Data source summary¶
Select a data source to see the size of the data source, the number of rows, the number of rows in the quarantine data source, and when it was last updated. The log contains details of the events for the data source, which appears as the results of the query.
Service data sources for continuous monitoring¶
Service data sources can help you with ingestion health checks.

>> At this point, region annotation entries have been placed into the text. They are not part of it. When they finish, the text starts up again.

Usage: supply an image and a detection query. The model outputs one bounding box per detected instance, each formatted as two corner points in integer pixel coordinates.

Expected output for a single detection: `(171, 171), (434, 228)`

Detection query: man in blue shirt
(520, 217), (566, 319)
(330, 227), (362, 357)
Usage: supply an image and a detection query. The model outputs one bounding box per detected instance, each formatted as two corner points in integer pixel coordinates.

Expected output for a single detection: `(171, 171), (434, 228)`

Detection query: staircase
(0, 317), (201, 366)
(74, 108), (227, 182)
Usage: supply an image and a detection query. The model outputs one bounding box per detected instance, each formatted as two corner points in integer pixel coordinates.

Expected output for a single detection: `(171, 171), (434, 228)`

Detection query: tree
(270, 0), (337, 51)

You can use them like any other data source in your Workspace, which means you can create API Endpoints to monitor your ingestion processes.

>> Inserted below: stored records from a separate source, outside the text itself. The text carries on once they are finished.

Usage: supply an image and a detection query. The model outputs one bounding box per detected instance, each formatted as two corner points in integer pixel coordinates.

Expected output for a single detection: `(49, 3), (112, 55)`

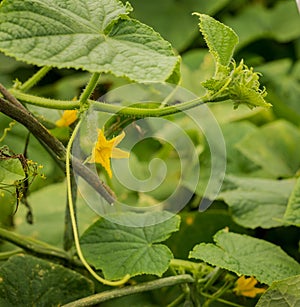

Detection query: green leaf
(195, 13), (239, 66)
(256, 275), (300, 307)
(0, 0), (179, 81)
(0, 157), (25, 185)
(236, 120), (300, 177)
(123, 0), (229, 51)
(219, 176), (295, 228)
(283, 178), (300, 227)
(80, 212), (180, 279)
(224, 1), (300, 48)
(166, 208), (247, 259)
(189, 230), (300, 285)
(0, 255), (94, 307)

Querying the tinybird.datasources_ops_log directly, you can, for example, lists your ingest processes during the last week:
SELECT *
FROM tinybird.datasources_ops_log
WHERE toDate(timestamp) > now() - INTERVAL 7 DAY
ORDER BY timestamp DESC
This query calculates the percentage of quarantined rows for a given period of time:
SELECT
countIf(result != 'ok') / countIf(result == 'ok') * 100 percentage_failed,
sum(rows_quarantine) / sum(rows) * 100 quarantined_rows
FROM tinybird.datasources_ops_log
The following query monitors the average duration of your periodic ingestion processes for a given data source:
SELECT avg(elapsed_time) avg_duration
FROM tinybird.datasources_ops_log
WHERE datasource_id = 't_8417d5126ed84802aa0addce7d1664f2'
If you want to configure or build an external service that monitors these metrics, you need to create an API Endpoint and raise an alert when passing a threshold. When you receive an alert, you can check the quarantine data source or the Operations log to see what's going on and fix your source files or ingestion processes.
Monitoring API endpoints¶
You can use the pipe_stats and pipe_stats_rt Service data sources to monitor the performance of your API Endpoints.
Every request to a pipe is logged to tinybird.pipe_stats_rt and kept in this data source for the last week.
The following example API Endpoint aggregates the statistics for each hour for the selected pipe.
SELECT
toStartOfHour(start_datetime) as hour,
count() as view_count,
round(avg(duration), 2) as avg_time,
arrayElement(quantiles(0.50)(duration),1) as quantile_50,
arrayElement(quantiles(0.95)(duration),1) as quantile_95,
arrayElement(quantiles(0.99)(duration),1) as quantile_99
FROM tinybird.pipe_stats_rt
WHERE pipe_id = 'PIPE_ID'
GROUP BY hour
ORDER BY hour
pipe_stats contains statistics about your pipe Endpoints' API calls aggregated per day using intermediate states.
SELECT
date,
sum(view_count) view_count,
sum(error_count) error_count,
avgMerge(avg_duration_state) avg_time,
quantilesTimingMerge(0.9, 0.95, 0.99)(quantile_timing_state) quantiles_timing_in_millis_array
FROM tinybird.pipe_stats
WHERE pipe_id = 'PIPE_ID'
GROUP BY date
ORDER BY date
You can use these API endpoints to trigger alerts whenever statistics pass predefined thresholds. Export API endpoint statistics in Prometheus format to integrate with your monitoring and alerting tools.